Im Schein eines neuen Fichtenzweiges drangen die 4 Kinder und Phann in die Höhle ein. Der erste Gegenstand, der ihnen in die Augen fiel, war ein Paket dicker, aus Fett und zerfasertem Hanf gedrehter Kerzen. Briant zündete sofort eine davon an, um den Raum besser zu erhellen. Die Höhle bestand aus einer geräumigen, wahrscheinlich schon seit Urzeiten gebildeten Ausweitung des Kalkfelsens; sie war nirgendwo feucht, obwohl zum Uferland hin eine Öffnung war, durch die Frischluft eindringen konnte. Ihre Lage war windgeschützt, Tageslicht drang kaum ein, aber diesem Übel konnte man vielleicht durch Bohrung einiger Öffnungen abhelfen. Sie war 7,5 m breit und 9 m lang, also nicht gerade sehr umfangreich für all die Kinder; aber es handelte sich ja ohnehin nur darum, 5 bis 6 Wintermonate darin zuzubringen, danach wollte man nach Nordosten ziehen, um eine Stadt in Bolivien oder Argentinien aufzusuchen. Vielleicht gelang es auch, die Höhle etwas weiter auszubuchten, wenn dies der Kalkstein zuließ. Die Kinder fanden nur wenige Gegenstände; der Schiffbrüchige mußte stark gelitten haben, denn von dem Schiff war nur wenig übriggeblieben, viel weniger als von der an sich noch guten Sloughi und ihrer Ausrüstung. Einige Werkzeuge, eine Schaufel, eine Axt, 2 oder 3 Küchengeräte, ein kleines Tönnchen, das wohl einmal Branntwein enthalten hatte, ein Hammer, 2 Bankmeißel und eine Säge — das war alles, was man zunächst fand. Drohte ihnen ein ähnliches Schicksal? Würden andere Schiffbrüchige ihre Skelette nach Jahren oder Jahrzehnten finden und ebenso erschüttert sein? Hatten sie denn mehr Hoffnung? Bei ihrer weiteren Suche fanden die Kinder noch ein zweites Messer, einen Zirkel, einen Siedekessel, ein Schließeisen, aber kein einziges Schiffsinstrument, kein Fernrohr, keinen Kompaß, keine Feuerwaffe, um Wild zu erlegen.

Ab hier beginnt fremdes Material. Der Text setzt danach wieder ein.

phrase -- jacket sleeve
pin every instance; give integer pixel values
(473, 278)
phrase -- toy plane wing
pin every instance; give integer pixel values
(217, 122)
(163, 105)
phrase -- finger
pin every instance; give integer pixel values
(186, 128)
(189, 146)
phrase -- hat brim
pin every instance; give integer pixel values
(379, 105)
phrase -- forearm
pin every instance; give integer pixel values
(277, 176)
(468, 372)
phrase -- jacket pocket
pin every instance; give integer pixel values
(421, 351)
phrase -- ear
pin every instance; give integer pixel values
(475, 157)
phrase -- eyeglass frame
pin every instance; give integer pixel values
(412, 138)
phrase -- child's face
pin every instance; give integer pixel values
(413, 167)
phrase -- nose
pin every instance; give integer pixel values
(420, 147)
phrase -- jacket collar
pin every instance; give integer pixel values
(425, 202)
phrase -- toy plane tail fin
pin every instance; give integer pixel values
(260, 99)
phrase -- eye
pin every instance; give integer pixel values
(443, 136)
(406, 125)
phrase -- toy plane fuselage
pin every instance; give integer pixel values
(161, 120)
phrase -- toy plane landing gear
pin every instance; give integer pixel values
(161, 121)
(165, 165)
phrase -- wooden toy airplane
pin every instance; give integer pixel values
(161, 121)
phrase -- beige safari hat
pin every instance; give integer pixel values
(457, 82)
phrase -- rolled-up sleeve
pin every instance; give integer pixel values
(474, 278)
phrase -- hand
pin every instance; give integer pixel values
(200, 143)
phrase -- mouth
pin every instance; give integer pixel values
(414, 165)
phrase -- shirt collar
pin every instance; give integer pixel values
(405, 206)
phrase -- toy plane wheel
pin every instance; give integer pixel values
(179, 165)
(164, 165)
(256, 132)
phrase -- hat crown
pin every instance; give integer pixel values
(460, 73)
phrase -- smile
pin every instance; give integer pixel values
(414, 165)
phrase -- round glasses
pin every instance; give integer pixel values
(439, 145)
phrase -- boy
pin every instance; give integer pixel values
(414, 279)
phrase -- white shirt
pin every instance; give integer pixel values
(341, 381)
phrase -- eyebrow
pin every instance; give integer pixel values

»Was ist denn das?« rief plötzlich Wilcox.

»Ja, das hier?« fragte auch Service.

»Ein Kugelspiel?!« sagte Briant verwundert. Er erkannte jedoch sofort, welchem Zweck die 2 runden Steine, die an einem Strick befestigt waren, gedient haben mußten. Sie bildeten ein Jagdgerät, sogenannte »Bolas«, womit man Tiere einfangen kann.

»Hier ist noch etwas!«

Am Kopfende des Lagers, unter einer Falte der von Briant zurückgeschlagenen Decke, fand Wilcox eine Uhr, welche an einem in der Wand eingeschlagenen Nagel hing. Die Uhr war ein teures Fabrikat.